From WAPO - “Buffeted by covid-19, struggling with crumbling finances, one of America’s largest nursing home chains gave its CEO a $5.2 million “retention payment” in late October, just as the second big wave of the pandemic was rising. Under George Hager Jr’s leadership the more than 300 Genesis nursing homes experienced 14,352 confirmed cases of covid-19 through mid-December, according to reports the company made to Medicare officials. The total number of residents who died of the disease was 2,812, as of Dec. 20. Both figures are higher than in comparable nursing home chains.”

So would you send mom or dad to a rehab that had below industry metrics and put management salaries first? It’s OK to research how organizations are structured, the layers of legal structures, the layers of management, the salaries of same. In long-term care it has been a long-standing stat that for-profit corporations have poorer quality and fewer staff per patient. So ask the uncomfortable questions.

From NYT - First of all, Diana Wiener (above) is one of the good gals! As reported by my friend John Leland in the New York Times.

“Ms. Wiener, a former furniture store owner, lives with her husband in the Five Star Premier Residences of Yonkers, just north of New York City, a retirement community that provides multiple levels of care. When the novel coronavirus hit New York last spring, and the building management confined residents to their apartments, Ms. Wiener felt a frustration that has become common among those who live in buildings like hers. Residents had no idea which neighbors or employees were sick with the virus, which had died, which had moved out or been exposed during a visit to the doctor. Management refused to provide names, citing privacy laws.”

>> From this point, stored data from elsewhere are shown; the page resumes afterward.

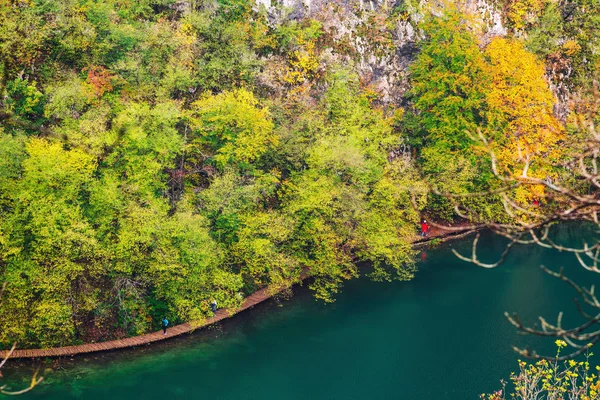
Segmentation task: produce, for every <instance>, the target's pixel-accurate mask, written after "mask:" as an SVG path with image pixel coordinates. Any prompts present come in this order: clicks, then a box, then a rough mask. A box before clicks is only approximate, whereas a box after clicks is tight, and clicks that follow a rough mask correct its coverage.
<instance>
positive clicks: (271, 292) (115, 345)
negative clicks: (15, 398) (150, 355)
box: [0, 288, 272, 361]
mask: <svg viewBox="0 0 600 400" xmlns="http://www.w3.org/2000/svg"><path fill="white" fill-rule="evenodd" d="M271 296H272V292H270V291H269V288H264V289H261V290H258V291H256V292H255V293H253V294H251V295H250V296H248V297H246V299H245V301H244V303H243V304H242V306H241V307H240V308H238V309H237V310H234V311H230V310H225V309H221V310H217V313H216V315H215V316H214V317H211V318H209V319H207V320H206V321H204V323H203V324H201V325H192V324H190V323H189V322H186V323H185V324H181V325H176V326H173V327H171V328H169V329H167V334H166V335H164V334H163V331H162V330H160V331H158V332H154V333H148V334H146V335H140V336H134V337H130V338H126V339H120V340H111V341H108V342H99V343H88V344H81V345H77V346H66V347H55V348H51V349H30V350H19V349H17V350H15V351H14V352H13V353H12V354H11V356H10V358H40V357H65V356H73V355H75V354H84V353H93V352H96V351H106V350H115V349H122V348H125V347H135V346H140V345H144V344H148V343H152V342H157V341H159V340H164V339H168V338H172V337H174V336H179V335H182V334H184V333H188V332H191V331H193V330H195V329H199V328H202V327H205V326H208V325H212V324H214V323H216V322H219V321H221V320H224V319H227V318H229V317H231V316H233V315H235V314H237V313H239V312H240V311H243V310H246V309H248V308H251V307H253V306H255V305H256V304H258V303H261V302H263V301H265V300H266V299H268V298H270V297H271ZM7 354H8V350H4V351H2V352H0V357H1V358H0V361H1V359H4V358H5V357H6V355H7Z"/></svg>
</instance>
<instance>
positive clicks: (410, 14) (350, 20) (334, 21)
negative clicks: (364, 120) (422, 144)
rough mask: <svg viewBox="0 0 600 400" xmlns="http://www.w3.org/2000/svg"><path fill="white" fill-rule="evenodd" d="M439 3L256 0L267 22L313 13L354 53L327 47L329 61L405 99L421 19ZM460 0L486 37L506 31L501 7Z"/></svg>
mask: <svg viewBox="0 0 600 400" xmlns="http://www.w3.org/2000/svg"><path fill="white" fill-rule="evenodd" d="M440 4H441V3H436V2H431V1H421V2H418V1H415V2H414V3H412V2H411V1H410V0H405V1H403V0H256V9H257V10H261V9H262V10H263V11H266V15H267V18H268V21H269V24H272V25H278V24H281V23H282V22H284V21H286V20H302V19H304V18H311V19H315V20H318V21H320V22H321V23H322V24H323V28H324V30H325V32H327V33H328V34H329V35H331V37H332V38H333V40H334V41H338V42H341V41H344V42H345V43H349V44H350V46H351V47H352V49H353V56H352V57H349V56H348V55H342V54H339V53H337V52H335V51H327V49H323V50H324V51H323V54H326V55H327V61H328V62H342V63H344V64H347V63H350V64H351V65H353V67H354V68H355V69H356V71H357V72H358V74H359V76H360V77H361V81H362V82H363V84H365V85H369V86H370V87H372V88H373V89H374V90H376V91H377V92H378V93H379V94H380V99H381V100H382V101H383V102H384V103H395V104H399V105H401V104H403V103H404V101H405V94H406V91H407V90H408V81H407V75H408V66H409V64H410V62H411V61H412V60H413V59H414V57H415V55H416V52H417V46H416V42H417V41H418V39H419V37H420V32H419V31H418V28H417V23H418V21H419V20H420V19H421V18H423V15H424V13H425V12H429V11H432V12H434V13H435V12H436V10H438V11H437V12H440V11H441V10H442V7H441V5H440ZM458 6H459V7H460V8H462V9H464V10H465V11H467V12H469V13H470V14H472V15H474V16H476V18H475V19H476V25H478V26H476V27H474V29H476V30H477V32H479V33H480V35H481V38H482V43H486V42H488V41H489V40H490V38H492V37H494V36H498V35H504V34H506V30H505V29H504V27H503V25H502V18H501V14H500V12H499V11H498V10H497V8H496V7H495V6H494V4H492V3H488V2H486V0H466V1H462V2H461V3H460V4H458Z"/></svg>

Diana did something about it by starting a community newspaper.

One of the reasons senior living occupancy is down to record lows is the pandemic. It disproportionately impacted care homes. However, a lot of senior residences did themselves no favors. Lack of open communication and transparency fuels speculation and increases rumors. It also takes away from the experience of care. Bad enough being cooped in your home. Worse to not know what is going on. Choosing a place for mom or dad. Ask around. What places have the best reputations? Visit them. Then talk to residents. Get a feel for how responsive management is so that you don’t have to move mom or dad out later.

This is not aimed at a specific entity. Google - vaccine reluctance nursing home staff - and there will be a long list of articles showing the high percentage of workers saying they will not be vaccinated. As an examples, as of January 26 only about 58 percent of the doses allocated to nursing home staff and residents in Maryland had been administered. Anecdotally, I have lots of friends in senior living and many are not opting in.

My colleague Howard Gleckman talks about how to get more to take the shot in this Forbes article. There is a bigger issue.

If we have all of the residents vaccinated and not the staff, how safe is it and how endangered are already compromised residents? Then what if we get to 100% compliance for staff and residents, do we require visitors and vendors to be compliant? You see where this goes. I would say this. Choosing care or considering moving mom or dad out of senior living as many are? At some point we have to start asking about vaccination rates of residents and staff. Make that a point for choosing. Would you want mom or dad to go to a place that is 33 percent compliant or 88 percent?